If your child is in kindergarden, a "schooltest" at age 5 should automatically follow. If not, you need to check the "Litfasssaeule" (a streetsign full of ads), where flyers about the schooltest are posted bi-annually. It is also possible to find this out at your local "Gesundheitsamt" (a governmental health organisation, where your child gets free care and vaccinations). Usually there will be a doctor appointment after the test. If your child passes those tests, you will be able to enroll him/her at school. This is usually the school closest to your home. Schoolage starts at age 6. Exceptions are made, if the child is unusually advanced for its age.
Check out your options and, if possible, send away for material from different universities, before you even apply for a course. German universities range from small, relatively private institutions to huge mass universities (e.g. Berlin). As a rule, you can expect less contact with the lecturers and less supervision at the bigger ones, yet a rigid system of tasks that need to be performed, plus a ton of paperwork. Some universities kick out their students if they underperform. Often this happens because there was not enough support during the first or second semester. If you are the 'elbow' type, you will probably do well at a mass university. If not, try to get into a smaller one. Big does not necessarily mean better.
Most German schools hold an annual Sommerfest (summer party), so kids, parents and teachers can meet informally. A typical Sommerfest would include an arts and crafts show, a theater play, music by the school choir and some sports activities. Schools also use the party to raise money for the school.
Every school year is divided into two parts, at the end of which a Zeugnis (school report) is received. The Zeugnis enables parents to follow their kid's progress. It must be signed by a parent and shown to the teacher by the kid. A Zeugnis may have a general description of a kid's activities in writing, or a list of subjects with grades. It also informs parents about missed lessions and other absences.

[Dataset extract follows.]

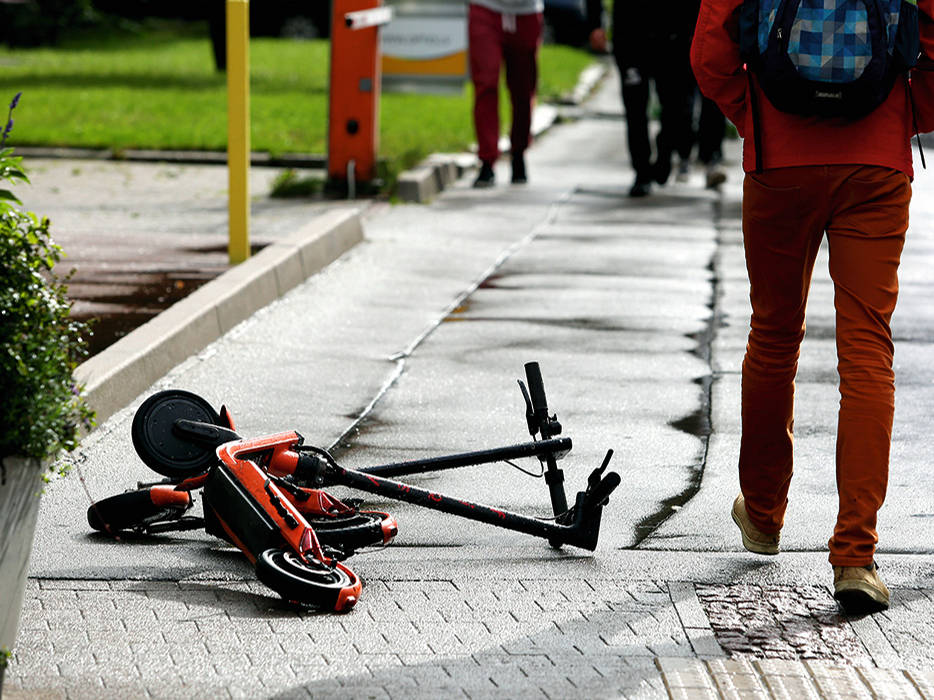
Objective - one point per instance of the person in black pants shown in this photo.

A Vertrauenslehrer is a teacher who acts as an advisor and arbitrator to kids, particularly when they have problems with other teachers. Vertrauen means trust in German, and the Vertrauenslehrer must keep such information confidential. Encourage your kid to speak to the Vertrauenslehrer, when things go wrong. Most have a genuine interest in children and do a good job.
All German schools offer courses in at least two foreign languages. Usually, these are English and French. English starts in class 5 (average age 10), French in class 7 (age 12). Some schools offer French first. Grammar schools offer a third language, usually Latin, Greek or Spanish, starting in class 9 (age 14). These languages are not compulsory, as you can take maths (or another subject) instead. Note: for certain fields of study at college, previous studies of Latin are required. 2 years of Latin give you the "Kleines Latinum" (minor Latin), 4 years end with the "Grosses Latinum" (major Latin). It is advisable to take the major Latin exam at school, as it is virtually impossible to take this on the side once you have entered college.
Some schools have their own library (Schulbuecherei), from which children can hire out books for free. Most libraries carry books related to school subjects and children's books. Encourage your kid to use these facilities; libraries are a good place for doing homework or reading in quiet surroundings, too.